Lately, I have found it difficult to find time to work out. Even though I really like to exercise, commitments to work and family take up most of my time, leaving little time for a long run or a trip to the gym. The data show I’m not alone. According to the U.S. Centers for Disease Control, less than half of Americans meet the guidelines for aerobic exercise and less than a third complete the recommended amount of strengthening exercises.
My time crunch inspired me to look for a solution. When a friend told me about high-intensity interval training, or HIT, I thought it was worth checking out. HIT workouts involve short, intense bursts of activity followed by periods of active recovery. The idea is that this type of training raises your heart rate quicker and keeps it up to provide a greater benefit in a shorter period of time. But what does the evidence say?

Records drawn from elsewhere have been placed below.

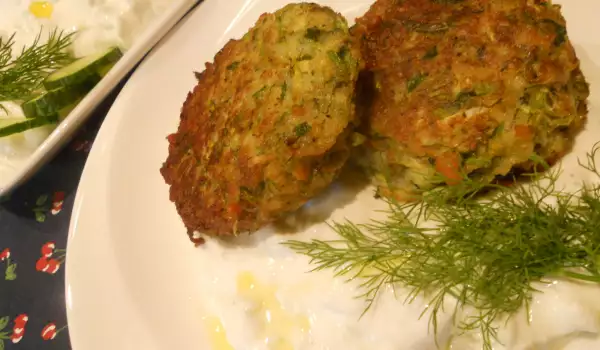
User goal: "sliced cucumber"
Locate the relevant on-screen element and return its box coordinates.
[0,115,58,137]
[21,80,98,118]
[44,47,123,90]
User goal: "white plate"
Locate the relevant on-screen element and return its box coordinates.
[0,0,198,197]
[66,0,600,350]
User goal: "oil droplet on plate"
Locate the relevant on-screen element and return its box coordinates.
[237,272,310,350]
[204,316,234,350]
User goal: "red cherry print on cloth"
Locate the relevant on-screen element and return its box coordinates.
[35,256,49,272]
[50,191,65,215]
[42,242,56,258]
[46,259,60,275]
[10,314,29,344]
[35,241,65,275]
[40,322,67,340]
[42,323,57,340]
[0,248,10,261]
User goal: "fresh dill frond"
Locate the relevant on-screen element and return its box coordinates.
[0,29,74,101]
[284,143,600,350]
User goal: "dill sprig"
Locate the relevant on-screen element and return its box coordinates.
[0,29,74,101]
[284,144,600,350]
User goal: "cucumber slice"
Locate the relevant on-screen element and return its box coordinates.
[0,115,58,137]
[44,47,123,90]
[21,80,98,118]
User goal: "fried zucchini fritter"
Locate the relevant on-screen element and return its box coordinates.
[161,3,362,241]
[352,0,589,199]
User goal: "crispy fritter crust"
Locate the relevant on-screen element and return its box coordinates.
[352,0,588,199]
[161,3,361,239]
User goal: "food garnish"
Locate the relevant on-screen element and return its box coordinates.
[0,29,74,101]
[285,143,600,350]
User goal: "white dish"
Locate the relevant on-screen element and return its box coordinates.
[0,0,198,196]
[66,0,600,350]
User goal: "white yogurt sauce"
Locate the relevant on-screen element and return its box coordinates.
[194,150,600,350]
[0,0,173,186]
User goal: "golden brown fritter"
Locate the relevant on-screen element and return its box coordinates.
[352,0,588,199]
[161,3,361,242]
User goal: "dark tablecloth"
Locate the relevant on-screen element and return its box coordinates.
[0,80,122,350]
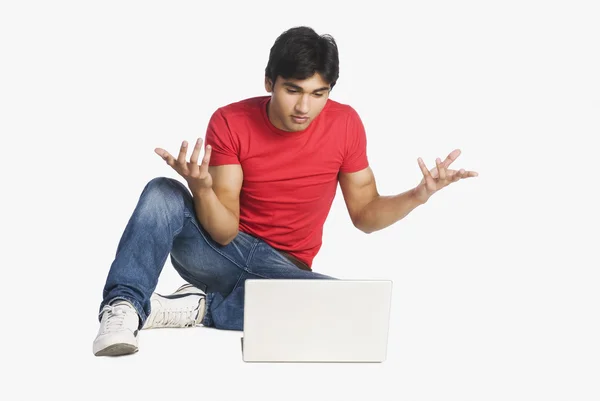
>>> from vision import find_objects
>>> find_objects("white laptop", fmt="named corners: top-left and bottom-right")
top-left (242, 279), bottom-right (392, 362)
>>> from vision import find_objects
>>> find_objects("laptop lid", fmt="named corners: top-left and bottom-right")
top-left (242, 279), bottom-right (392, 362)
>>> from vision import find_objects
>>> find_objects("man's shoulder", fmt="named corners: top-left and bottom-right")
top-left (323, 99), bottom-right (358, 119)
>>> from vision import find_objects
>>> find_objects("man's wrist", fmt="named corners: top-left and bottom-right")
top-left (409, 186), bottom-right (429, 207)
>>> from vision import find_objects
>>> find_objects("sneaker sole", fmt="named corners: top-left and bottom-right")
top-left (94, 344), bottom-right (138, 356)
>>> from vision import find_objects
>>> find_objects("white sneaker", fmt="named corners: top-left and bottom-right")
top-left (142, 284), bottom-right (206, 330)
top-left (94, 300), bottom-right (140, 356)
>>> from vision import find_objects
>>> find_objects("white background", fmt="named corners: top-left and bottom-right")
top-left (0, 0), bottom-right (600, 400)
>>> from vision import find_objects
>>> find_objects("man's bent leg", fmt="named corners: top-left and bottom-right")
top-left (203, 239), bottom-right (334, 331)
top-left (100, 178), bottom-right (243, 328)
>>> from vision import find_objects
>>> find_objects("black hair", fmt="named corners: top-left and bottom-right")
top-left (265, 26), bottom-right (340, 88)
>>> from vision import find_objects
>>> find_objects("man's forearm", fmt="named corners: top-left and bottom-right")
top-left (193, 188), bottom-right (239, 245)
top-left (355, 189), bottom-right (423, 233)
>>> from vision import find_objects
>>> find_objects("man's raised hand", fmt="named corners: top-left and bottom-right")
top-left (154, 138), bottom-right (212, 194)
top-left (414, 149), bottom-right (479, 203)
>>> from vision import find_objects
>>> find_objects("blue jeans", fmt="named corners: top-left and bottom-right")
top-left (100, 177), bottom-right (331, 330)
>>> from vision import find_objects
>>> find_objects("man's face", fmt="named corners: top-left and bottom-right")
top-left (265, 73), bottom-right (330, 132)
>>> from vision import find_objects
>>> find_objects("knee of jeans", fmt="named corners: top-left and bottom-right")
top-left (142, 177), bottom-right (191, 213)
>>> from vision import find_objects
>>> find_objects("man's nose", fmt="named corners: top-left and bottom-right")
top-left (296, 94), bottom-right (310, 115)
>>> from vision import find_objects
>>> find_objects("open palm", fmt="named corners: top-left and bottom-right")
top-left (414, 149), bottom-right (479, 203)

It turns out there is a growing body of research on HIT training. One recent systematic review was published in May 2015 in the Journal of Sports Medicine. Researchers analyzed seven randomized-controlled trials with 182 participants to compare the effects of HIT with moderate-intensity exercise on vascular function. The reviewers found that HIT was more effective than traditional programs at reducing the risk of cardiovascular disease, inflammation, and insulin sensitivity. Researchers did find that the evidence was limited by the small number of participants in the studies, and called for more research on the topic.
Another systematic review published in the British Journal of Sports Medicine in 2013, which included 10 studies and 273 participants, found high-intensity training improves cardiovascular function nearly twice as much as moderate-intensity exercise in patients with lifestyle-induced chronic diseases. A third review published this year in the British Journal of Sports Medicine found that HIT improves cardiovascular fitness and body composition in youth ages 13 to 18.
And fourth review published this year investigated the safety of high-intensity training for patients with cardiovascular and metabolic diseases. The analysis measured the number of adverse health events among people with heart and metabolic disease after a single high-intensity workout. It found that about 8 percent of patients who completed a HIT workout had an adverse response — a higher number compared to previous studies on moderate-exercise. This paper find clear evidence that HIT is slightly more risky than more moderate exercise.
The take-home messages: High-intensity exercise is an efficient way to improve strength and cardiovascular health, but can be risky for people who suffer from chronic conditions such as heart disease or diabetes.
So what does a typical high-intensity workout look like? You can make almost any kind of exercise high-intensity by ramping up your speed. For example, take your favorite cardiovascular workout warm up for about 10 minutes. Then go at your maximum effort for 30 seconds. Stop and recover for 2 minutes. Repeat this up to three times, and then cool down. There are a lot of other high-intensity workouts using weights and calisthenics. I’m certainly going to look up a few options and give it a try.